In jedem Fall aber ist die gedankliche Vorbereitung mit möglichen Inhalten eines Anschreibens zielführend und hilfreich für den weiteren Verlauf der Bewerbung. Denn sie verlangt vom Bewerber sich mit zentralen Fragen auseinanderzusetzen, auf die er sich für eine erfolgreiche Bewerbung immer einstellen muss:

  • Was macht mich als Individuum eigentlich aus?
  • Warum bewerbe ich mich, was motiviert mich, gerade für diesen Job und diesen Arbeitgeber?
  • Welche Erfahrungen, welche besonderen Fähigkeiten und welche sozialen Kompetenzen bringe ich ein und warum passe ich mit diesen gerade besonders gut für das ausgeschriebene Anforderungsprofil?

Auf diese Fragen wird der Bewerber früher oder später eine schlüssige Antwort geben müssen, sei es zu einem frühen Zeitpunkt in Fragebögen, Telefoninterviews oder Onlinetests oder aber später im persönlichen Interview.

Daher empfiehlt sich für alle Bewerber genau zu schauen, ob ein Anschreiben tatsächlich nicht verlangt wird und ob der Verzicht darauf am Ende tatsächlich vorteilhaft ist. Am Ende mag es sich doch lohnen, diese zusätzliche Chance für eine persönliche Einleitung zu nutzen. Natürlich mag man sich auch davon leiten lassen wie wohl man sich mit den eigenen Ausführungen tatsächlich fühlt.

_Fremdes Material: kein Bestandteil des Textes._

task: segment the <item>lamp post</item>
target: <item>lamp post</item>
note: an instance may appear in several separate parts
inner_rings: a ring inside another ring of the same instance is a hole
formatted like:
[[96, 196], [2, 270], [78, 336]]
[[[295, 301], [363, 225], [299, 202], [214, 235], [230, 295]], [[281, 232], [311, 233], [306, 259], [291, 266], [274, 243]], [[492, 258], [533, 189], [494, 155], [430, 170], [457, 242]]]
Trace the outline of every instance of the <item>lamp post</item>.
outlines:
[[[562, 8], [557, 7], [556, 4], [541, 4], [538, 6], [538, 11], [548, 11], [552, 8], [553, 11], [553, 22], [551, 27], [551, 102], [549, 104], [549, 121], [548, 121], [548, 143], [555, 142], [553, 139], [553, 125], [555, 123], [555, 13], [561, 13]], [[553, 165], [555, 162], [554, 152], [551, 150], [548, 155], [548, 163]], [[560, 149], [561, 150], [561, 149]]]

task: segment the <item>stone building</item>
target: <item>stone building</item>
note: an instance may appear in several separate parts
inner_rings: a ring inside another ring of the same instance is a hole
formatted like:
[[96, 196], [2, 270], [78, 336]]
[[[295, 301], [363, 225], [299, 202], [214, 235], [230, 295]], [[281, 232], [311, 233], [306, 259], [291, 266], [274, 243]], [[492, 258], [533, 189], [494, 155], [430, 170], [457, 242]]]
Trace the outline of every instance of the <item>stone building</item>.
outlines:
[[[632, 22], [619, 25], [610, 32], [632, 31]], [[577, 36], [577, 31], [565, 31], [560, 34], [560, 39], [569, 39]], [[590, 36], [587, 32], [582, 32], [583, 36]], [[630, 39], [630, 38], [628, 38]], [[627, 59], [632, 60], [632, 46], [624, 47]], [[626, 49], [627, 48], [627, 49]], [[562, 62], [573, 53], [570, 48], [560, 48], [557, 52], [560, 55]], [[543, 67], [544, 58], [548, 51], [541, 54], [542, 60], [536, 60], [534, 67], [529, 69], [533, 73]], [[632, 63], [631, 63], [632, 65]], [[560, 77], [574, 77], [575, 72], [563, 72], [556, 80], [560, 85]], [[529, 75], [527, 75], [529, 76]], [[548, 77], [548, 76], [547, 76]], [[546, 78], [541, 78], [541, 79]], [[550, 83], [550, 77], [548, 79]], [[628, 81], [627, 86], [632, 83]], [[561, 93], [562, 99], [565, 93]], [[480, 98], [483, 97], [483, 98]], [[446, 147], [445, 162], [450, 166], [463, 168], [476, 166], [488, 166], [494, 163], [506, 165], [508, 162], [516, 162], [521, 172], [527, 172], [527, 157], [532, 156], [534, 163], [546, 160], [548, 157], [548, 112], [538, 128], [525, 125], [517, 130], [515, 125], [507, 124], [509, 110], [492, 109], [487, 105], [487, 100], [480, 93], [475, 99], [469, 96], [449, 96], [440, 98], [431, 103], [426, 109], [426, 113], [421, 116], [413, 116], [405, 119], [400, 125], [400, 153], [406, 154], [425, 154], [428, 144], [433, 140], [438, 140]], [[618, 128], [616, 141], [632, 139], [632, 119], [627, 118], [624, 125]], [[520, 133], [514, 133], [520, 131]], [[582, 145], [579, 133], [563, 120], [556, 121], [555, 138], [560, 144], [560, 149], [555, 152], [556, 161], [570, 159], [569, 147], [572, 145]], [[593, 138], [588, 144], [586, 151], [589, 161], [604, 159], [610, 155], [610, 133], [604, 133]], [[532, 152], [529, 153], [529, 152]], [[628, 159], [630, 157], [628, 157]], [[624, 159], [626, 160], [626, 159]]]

Unverzichtbar wird das Anschreiben auf jeden Fall aber bei Initiativbewerbungen bleiben, und sinnvoll sicher bei Positionen, für die Kreativität, Kommunikationsfähigkeit oder Ausdruck wesentlich sind.   

Aber auch Personalverantwortliche die aktuell nicht in Großkonzernen händeringend nach Fachkräften suchen und sich regelmäßig durch eine Vielzahl von Bewerbungen kämpfen müssen, sollten den Wert eines Anschreibens aus den genannten Gründen für ihre Personalauswahl nicht unterschätzen.